Sukma baru memakan nasi sebanyak lima suap ke mulutnya dan ditelan hingga masuk ke dalam perutnya tiba-tiba terhenti ketika mendengar seorang pria mencarinya dari luar ruangannya.
“Bisa bicara dengan Mbak Sukma?”
“Mohon maaf, Pak. Tidak ada yang namanya Sukma di sini.”
“Bohong. Saya ingin bertemu dengannya sekarang. Panggilkan dia sekarang!” teriak seorang pria.
Keributan di luar ruangannya yang berada di lantai satu jauh di bawah tangga membuat Sukma bergegas keluar ruangan dengan mempercepat langkahnya dan ditemani oleh rekan kerjanya bernama Ani Sundari.
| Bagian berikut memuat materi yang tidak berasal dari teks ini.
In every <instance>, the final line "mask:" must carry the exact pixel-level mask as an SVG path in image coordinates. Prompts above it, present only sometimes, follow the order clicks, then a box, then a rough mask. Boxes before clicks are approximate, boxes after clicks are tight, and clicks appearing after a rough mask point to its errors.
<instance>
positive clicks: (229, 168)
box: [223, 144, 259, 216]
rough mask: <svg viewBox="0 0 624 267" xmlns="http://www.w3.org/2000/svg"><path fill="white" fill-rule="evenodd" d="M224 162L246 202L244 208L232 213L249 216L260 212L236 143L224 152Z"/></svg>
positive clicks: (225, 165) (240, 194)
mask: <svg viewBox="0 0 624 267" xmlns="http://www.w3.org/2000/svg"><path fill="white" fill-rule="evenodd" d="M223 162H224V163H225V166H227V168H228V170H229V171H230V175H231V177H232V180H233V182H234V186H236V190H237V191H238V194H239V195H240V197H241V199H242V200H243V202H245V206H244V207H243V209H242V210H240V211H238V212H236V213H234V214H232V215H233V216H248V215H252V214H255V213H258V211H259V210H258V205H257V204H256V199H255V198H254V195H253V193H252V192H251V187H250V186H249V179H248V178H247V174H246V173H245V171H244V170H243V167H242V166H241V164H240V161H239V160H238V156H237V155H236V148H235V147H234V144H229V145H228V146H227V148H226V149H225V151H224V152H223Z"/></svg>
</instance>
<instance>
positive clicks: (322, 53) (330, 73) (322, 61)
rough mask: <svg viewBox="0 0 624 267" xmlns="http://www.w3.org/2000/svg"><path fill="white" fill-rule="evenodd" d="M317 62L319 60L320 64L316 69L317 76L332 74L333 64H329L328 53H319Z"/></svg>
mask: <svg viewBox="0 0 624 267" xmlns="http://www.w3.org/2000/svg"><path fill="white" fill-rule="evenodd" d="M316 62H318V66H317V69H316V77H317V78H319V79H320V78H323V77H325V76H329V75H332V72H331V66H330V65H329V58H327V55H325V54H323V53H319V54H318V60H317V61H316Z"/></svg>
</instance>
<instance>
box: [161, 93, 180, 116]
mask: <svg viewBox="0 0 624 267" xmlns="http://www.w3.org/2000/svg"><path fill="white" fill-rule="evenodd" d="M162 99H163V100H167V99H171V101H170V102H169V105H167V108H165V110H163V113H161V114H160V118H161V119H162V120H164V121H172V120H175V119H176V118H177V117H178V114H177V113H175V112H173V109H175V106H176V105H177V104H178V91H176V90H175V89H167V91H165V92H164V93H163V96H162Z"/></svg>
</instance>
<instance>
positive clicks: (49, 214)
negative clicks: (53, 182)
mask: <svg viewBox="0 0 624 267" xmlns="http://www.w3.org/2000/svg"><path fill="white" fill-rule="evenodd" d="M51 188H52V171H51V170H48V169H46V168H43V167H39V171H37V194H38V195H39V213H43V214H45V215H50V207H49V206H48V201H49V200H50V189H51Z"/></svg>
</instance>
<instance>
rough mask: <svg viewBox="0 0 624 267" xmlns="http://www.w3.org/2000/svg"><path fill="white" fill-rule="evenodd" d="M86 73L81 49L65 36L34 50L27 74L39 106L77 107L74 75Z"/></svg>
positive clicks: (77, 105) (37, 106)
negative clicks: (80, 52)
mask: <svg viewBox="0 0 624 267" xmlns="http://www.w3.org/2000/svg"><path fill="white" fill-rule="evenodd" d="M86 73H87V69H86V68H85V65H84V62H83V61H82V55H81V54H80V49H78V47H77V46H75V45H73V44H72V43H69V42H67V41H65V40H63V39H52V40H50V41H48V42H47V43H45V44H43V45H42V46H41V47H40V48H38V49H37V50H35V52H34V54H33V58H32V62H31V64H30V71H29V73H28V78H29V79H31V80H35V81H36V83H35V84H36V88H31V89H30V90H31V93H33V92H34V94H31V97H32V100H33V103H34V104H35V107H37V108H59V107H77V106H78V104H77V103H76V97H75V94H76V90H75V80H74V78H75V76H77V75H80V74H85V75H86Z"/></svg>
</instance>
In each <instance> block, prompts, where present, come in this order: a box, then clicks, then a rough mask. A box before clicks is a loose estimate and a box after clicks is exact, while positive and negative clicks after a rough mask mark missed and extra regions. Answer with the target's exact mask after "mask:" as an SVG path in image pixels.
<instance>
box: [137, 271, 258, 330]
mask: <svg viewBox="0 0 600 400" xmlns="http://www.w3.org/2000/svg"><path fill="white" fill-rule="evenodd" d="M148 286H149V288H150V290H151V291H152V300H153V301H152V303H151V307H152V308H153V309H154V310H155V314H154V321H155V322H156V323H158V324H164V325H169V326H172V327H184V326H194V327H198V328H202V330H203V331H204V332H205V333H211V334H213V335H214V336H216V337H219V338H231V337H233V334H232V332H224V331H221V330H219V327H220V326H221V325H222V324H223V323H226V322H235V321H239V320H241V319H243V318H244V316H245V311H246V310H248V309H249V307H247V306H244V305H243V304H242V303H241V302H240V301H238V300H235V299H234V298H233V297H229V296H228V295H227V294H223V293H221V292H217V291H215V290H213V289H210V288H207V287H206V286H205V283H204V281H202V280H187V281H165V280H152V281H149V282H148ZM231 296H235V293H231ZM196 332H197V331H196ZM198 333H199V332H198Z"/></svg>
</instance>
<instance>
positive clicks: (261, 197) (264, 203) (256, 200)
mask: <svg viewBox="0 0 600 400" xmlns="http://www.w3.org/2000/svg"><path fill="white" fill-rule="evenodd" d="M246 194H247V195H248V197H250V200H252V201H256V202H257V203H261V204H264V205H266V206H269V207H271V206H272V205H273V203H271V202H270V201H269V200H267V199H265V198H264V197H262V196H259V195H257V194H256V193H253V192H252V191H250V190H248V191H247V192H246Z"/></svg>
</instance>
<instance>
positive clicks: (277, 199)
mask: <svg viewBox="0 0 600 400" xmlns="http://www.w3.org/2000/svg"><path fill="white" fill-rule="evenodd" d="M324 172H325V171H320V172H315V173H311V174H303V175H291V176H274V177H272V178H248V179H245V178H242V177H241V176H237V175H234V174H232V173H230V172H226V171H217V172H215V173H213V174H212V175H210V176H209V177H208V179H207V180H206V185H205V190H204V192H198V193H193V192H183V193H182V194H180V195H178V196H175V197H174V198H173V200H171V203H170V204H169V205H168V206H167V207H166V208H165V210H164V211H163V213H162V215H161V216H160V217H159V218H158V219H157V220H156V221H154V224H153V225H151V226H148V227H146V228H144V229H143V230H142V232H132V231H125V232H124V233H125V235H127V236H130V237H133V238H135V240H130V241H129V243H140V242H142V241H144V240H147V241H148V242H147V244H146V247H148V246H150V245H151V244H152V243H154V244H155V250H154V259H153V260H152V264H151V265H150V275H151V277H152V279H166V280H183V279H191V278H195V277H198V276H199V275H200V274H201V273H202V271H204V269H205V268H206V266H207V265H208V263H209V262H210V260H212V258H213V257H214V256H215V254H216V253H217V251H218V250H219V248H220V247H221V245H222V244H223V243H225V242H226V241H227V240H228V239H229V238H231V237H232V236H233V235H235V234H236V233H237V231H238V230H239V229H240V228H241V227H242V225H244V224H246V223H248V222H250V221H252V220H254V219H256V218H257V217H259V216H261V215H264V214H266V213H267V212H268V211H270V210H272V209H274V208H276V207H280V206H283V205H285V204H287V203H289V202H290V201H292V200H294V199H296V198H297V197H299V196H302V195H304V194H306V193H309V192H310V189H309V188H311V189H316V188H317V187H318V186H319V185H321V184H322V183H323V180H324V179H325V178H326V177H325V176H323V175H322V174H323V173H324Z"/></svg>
Sukma dituntun oleh Ani dengan berada di sampingnya dan siap menerima caci makian dari seseorang yang kemungkinan protes atas pelayanannya melalui telepon.
Namun, langkah Sukma terhenti ketika mendengar nama ayahnya disebutkan dalam kondisi yang membuatnya hampir terjatuh dan dipegang oleh Ani secepat kilat.
“Mbak Sukma, Ayah Anda kecelakaan. Tolong cepat kemari dan ikut saya!” panggil pria itu dengan nada tinggi.
Jantung Sukma berhenti berdetak selama beberapa detik dan darah seperti tidak memompa ke seluruh tubuhnya hingga membuatnya sedikit pusing.
Sukma kaget bukan main. Ia berdiri dan berdiam selama lima menit untuk menyeimbangkan tubuh dan pikirannya setelah mendapatkan kabar ayahnya mengalami kecelakaan.
“Apakah Anda tahu nama Ayah Mbak Sukma, Pak?”
“Ya, nama ayahnya adalah Nurdi Angkasa. Panggil dia sekarang, Mbak. Ayahnya membutuhkannya di rumah sakit!” sentak seorang pria.
Salah satu karyawan resepsionis memasuki ruangannya dengan terburu-buru dan panik ketika melihat kondisi Sukma yang pucat dan hampir tumbang sembari memegang tangannya.
“Apakah Mbak baik-baik saja?”
“Saya baik-baik saja, Mbak. Siapa pria itu, Mbak? Apa yang dikatakan oleh pria itu?” tanya Sukma penasaran, padahal ia sudah mendengar jelas perkataan pria itu.
“Pria itu sepertinya teman Ayah Mbak. Dia menginginkan Mbak untuk datang ke sana karena ....”
“Saya sudah mendengarnya, Mbak.”
“Apakah Mbak tidak apa-apa mendengar kabar itu?”
Sukma tersenyum tipis sambil mengambil dan membuang napas perlahan dengan perut yang terasa menegang. “Tidak apa-apa, Mbak.”
“Saya yang mengantar Sukma ke depan, Mbak,” kata Ani sembari memegang lengannya.